L’histoire de David Kresz est sans doute semblable à celle de beaucoup d’autres, semblable à celle de ceux qui sont partis, un jour… David Kresz est né en 1955 de parents artistes et voyageurs. Sa mère est lituanienne d’origine allemande, son père est hongrois. Tous deux fuient leur pays respectif après la seconde guerre mondiale face à l’expansion soviétique. A l’époque déjà, le Canada nourrit les nombreux rêves d’exil de ceux qui fuient les guerres, la misère ou le chômage. C’est à l’Ontario College of Arts à Toronto que les parents de David font connaissance. Ils se marient et obtiennent rapidement la nationalité canadienne. Le Toronto industriel de la fin des années quarante et du début des années cinquante n’est pas vraiment enclin à encourager les arts et le couple enchaîne les petits boulots entre les fermes de tabac et le travail dans les usines. Leurs envies de liberté et d’expression artistique les mènent en Europe où ils visitent l’Espagne, l’Italie, la France et c’est finalement dans le Vaucluse, à Vaison- la - Romaine, qu’ils décident de poser leurs valises en 1954. David naît un an après, canadien sur le sol français. La famille parle l’allemand, langue commune au couple. David évoque bien la méfiance et la suspicion des locaux face à ces étrangers qui parlent une langue qui rappelle tant de douloureux souvenirs, seulement une dizaine d’années après la fin de la guerre.

David grandit sous le soleil de Provence où il est scolarisé jusqu’au lycée. Le bac en poche - et puisqu’il est canadien - David décide de partir faire ses études supérieures à Toronto. Il s’installe au Canada en 1975, sans en connaître très bien ni la langue, ni la culture… « Je me sentais un peu étranger en France  » dit-il « de parents canadiens d’adoption, qui eux-mêmes avaient fuit leur propre pays d’origine ». Comme elle l’avait été pour ses parents trente ans auparavant, le Canada fut une fois encore la destination rêvée, dans ce pays où tout le monde vient d’ailleurs, en quête d’une nouvelle identité.
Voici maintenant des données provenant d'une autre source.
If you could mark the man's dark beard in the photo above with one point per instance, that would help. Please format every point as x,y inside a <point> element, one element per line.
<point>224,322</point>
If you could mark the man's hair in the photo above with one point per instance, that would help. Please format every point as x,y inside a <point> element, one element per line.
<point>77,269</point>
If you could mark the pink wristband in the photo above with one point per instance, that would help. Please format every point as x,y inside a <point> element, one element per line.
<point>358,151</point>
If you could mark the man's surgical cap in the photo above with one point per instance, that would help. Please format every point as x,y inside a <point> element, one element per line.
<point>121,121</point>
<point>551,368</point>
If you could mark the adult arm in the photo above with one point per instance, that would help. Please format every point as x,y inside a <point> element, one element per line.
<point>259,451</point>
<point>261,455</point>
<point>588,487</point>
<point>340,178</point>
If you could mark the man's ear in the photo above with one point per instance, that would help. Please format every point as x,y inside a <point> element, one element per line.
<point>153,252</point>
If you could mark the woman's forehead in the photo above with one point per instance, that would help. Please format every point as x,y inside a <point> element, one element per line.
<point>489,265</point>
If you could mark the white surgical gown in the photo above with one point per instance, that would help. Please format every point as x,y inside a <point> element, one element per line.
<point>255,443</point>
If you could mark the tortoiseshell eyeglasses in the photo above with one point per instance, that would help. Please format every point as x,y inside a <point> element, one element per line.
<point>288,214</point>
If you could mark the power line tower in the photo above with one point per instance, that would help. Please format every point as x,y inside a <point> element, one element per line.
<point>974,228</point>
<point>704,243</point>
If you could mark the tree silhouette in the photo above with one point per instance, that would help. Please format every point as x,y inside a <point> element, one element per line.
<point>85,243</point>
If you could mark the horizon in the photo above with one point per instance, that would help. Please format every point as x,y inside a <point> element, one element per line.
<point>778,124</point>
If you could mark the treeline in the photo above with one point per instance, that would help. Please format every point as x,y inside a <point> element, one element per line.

David obtient en quatre ans un diplôme en géologie de l’Université de Toronto puis peu de temps après, poursuit une spécialisation en volcanologie et en géochimie à l’Université de St Catherine. Ses précieuses qualifications l’amènent à travailler pour la Commission Géologique de l’Ontario pour laquelle il fait essentiellement de la cartographie des terrains précambriens dans le nord de la province. Soudainement immergé dans un milieu 100% anglophone, David prend peur - et s’il venait à perdre son français ? Pour s’assurer de conserver cette langue qu’il considère comme sa langue dominante, il décide de retourner sur les bancs de l’université de Toronto, suivre un programme de traduction anglais-français à temps partiel.
Entre temps et comble de l’histoire, David rencontre en 1979, une auvergnate de Clermont-Ferrand, Evelyne… Elle l’épousera en France et décidera de le suivre dans son aventure canadienne. C’est à l’occasion de leur mariage que David apprend qu’il est officiellement français depuis l’âge de 19 ans, puisqu’il a passé 20 ans sur le territoire. Rapidement la famille s’agrandit et deux enfants naissent, en 1985 et 1987.

En 2004, David réalise un de ses rêves, après avoir quitté son travail de géologue pour le gouvernement provincial, avoir été traducteur, chauffeur de bus scolaire et même chercheur d’or en Indonésie, David rachète le fond de commerce d’un quincailler et redonne vie à une affaire qui existe depuis 40 ans… l’une des dernières quincailleries indépendantes de Toronto. « J’ai toujours rêvé de tenir une quincaillerie, je ne sais pas bien pourquoi d’ailleurs ? ». Peut-être tout simplement parce que l’endroit n’est pas sans rappeler une quincaillerie de Vaison-la-Romaine, où David se souvient, enfant, avoir erré dans ses rayons d’outillage aux parfums d’antan….
David ne regrette rien. Nous avons transmis à nos enfants la langue française pour leur permettre toutes options possibles à l’âge adulte. Peut-être feront-ils le chemin inverse, d’un Canada natal vers une France où ils n’ont jamais vécu.

Après toutes ces années, il avoue parfois se sentir encore déraciné, « quand nous nous sommes mariés, j’avais promis à ma femme que nous rentrerions en France après quelques années, nous sommes là depuis 35 ans, peut-être est-il temps que je tienne ma promesse….  ».